MAFFT-inspired Quantum Shift-based Sequence Alignment and its Efficient Simulation on Decision Diagrams
Yusuke Kimura, Yutaka Takita
TL;DR
QShift-SA targets the screening steps that often dominate the runtime in classical MAFFT and finds that a decision diagram (DD)-based quantum circuit simulator runs more than 1,000$\times$ faster than state-vector and MPS simulators and can handle larger circuits.
Abstract
Multiple sequence alignment (MSA) is a core operation for comparing genome sequences and is widely used in bio-informatics. MAFFT, a practical MSA tool, repeatedly shifts a pair of sequences and computes a distance.
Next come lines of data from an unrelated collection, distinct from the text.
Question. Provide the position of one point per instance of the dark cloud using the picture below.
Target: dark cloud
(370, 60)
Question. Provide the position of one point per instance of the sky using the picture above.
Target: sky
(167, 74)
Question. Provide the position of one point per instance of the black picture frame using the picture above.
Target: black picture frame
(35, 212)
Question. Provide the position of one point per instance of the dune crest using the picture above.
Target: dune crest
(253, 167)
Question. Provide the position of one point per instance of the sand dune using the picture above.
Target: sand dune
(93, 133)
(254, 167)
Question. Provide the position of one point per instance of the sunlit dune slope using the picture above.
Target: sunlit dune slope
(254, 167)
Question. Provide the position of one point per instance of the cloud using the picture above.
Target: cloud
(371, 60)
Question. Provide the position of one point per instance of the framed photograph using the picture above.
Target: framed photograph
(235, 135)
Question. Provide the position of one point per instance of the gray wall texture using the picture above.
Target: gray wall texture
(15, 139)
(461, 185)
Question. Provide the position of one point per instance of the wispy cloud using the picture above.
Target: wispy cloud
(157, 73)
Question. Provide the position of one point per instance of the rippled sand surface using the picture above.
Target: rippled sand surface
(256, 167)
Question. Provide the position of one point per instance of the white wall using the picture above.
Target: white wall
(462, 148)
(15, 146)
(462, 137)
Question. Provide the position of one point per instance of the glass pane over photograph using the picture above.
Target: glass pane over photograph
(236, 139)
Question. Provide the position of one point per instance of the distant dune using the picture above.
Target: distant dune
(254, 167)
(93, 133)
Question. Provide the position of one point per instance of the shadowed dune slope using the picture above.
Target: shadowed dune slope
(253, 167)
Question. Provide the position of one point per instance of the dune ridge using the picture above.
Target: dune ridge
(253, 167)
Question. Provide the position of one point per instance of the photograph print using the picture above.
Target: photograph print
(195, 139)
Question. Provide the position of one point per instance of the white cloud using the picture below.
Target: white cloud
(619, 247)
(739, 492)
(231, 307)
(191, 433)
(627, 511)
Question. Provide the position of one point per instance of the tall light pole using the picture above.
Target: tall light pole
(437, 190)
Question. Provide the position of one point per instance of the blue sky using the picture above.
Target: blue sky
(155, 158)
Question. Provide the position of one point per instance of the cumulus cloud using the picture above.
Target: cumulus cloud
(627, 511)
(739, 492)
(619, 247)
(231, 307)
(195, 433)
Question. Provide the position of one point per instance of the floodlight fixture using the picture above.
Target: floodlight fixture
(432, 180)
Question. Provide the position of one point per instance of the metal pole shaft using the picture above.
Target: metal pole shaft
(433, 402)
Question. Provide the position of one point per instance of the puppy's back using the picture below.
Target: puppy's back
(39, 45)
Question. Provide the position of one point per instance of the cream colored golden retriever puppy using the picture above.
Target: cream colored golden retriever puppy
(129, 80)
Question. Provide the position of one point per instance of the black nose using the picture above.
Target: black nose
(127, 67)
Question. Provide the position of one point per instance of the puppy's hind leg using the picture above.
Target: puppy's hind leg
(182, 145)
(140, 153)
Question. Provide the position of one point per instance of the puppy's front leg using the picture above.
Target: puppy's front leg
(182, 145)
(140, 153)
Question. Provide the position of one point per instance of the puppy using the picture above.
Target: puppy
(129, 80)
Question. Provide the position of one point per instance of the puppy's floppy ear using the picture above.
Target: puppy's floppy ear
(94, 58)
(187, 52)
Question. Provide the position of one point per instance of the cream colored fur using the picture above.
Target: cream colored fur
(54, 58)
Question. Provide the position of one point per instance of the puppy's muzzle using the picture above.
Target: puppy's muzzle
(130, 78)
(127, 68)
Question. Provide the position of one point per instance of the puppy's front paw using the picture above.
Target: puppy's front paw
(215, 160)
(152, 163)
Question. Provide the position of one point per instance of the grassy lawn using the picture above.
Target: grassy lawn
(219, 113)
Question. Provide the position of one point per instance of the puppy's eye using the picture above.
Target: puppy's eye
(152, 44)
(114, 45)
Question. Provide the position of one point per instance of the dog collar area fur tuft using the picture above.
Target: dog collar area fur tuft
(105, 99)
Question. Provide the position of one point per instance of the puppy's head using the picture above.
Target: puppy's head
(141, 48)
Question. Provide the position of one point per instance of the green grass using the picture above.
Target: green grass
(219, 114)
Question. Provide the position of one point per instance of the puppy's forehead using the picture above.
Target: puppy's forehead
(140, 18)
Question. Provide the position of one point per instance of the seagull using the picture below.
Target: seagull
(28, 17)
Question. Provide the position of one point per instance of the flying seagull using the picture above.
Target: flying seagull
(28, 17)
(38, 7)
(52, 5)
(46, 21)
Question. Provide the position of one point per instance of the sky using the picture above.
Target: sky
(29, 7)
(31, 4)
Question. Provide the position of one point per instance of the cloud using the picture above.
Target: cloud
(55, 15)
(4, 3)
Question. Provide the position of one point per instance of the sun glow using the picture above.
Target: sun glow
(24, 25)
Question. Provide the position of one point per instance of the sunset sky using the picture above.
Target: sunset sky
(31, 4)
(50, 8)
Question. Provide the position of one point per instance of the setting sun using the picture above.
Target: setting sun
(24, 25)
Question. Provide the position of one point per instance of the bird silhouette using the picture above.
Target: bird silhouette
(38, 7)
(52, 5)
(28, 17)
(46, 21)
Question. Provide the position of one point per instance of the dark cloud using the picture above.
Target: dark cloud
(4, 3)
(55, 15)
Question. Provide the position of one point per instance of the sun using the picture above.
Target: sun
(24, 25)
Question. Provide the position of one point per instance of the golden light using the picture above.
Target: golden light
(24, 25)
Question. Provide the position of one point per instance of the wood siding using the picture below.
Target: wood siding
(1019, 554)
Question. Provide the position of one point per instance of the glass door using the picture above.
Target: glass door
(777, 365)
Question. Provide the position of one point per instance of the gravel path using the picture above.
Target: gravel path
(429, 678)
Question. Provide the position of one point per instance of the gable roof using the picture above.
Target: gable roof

Because the number of sequence pairs grows quadratically with the number of sequences, this procedure can become a bottleneck. We propose Quantum Shift-based Sequence Alignment (QShift-SA), which implements this ``shift-wise score computation'' as a gate-based quantum circuit and searches over shift amounts and sequence pairs using Grover algorithm. QShift-SA constructs an oracle circuit that compute the Hamming distance (the number of mismatches) between two sequences with data encoding, controlled shift, comparison, and addition. This oracle can search for candidates with small distances. QShift-SA does not aim to replace the full MSA workflow; instead, it targets the screening steps that often dominate the runtime in classical MAFFT as stated above. We evaluate circuit resources (number of qubits, gate count, and depth) and benchmark simulation time across multiple quantum circuit simulators. We find that a decision diagram (DD)-based quantum circuit simulator runs more than 1,000$\times$ faster than state-vector and MPS simulators and can handle larger circuits.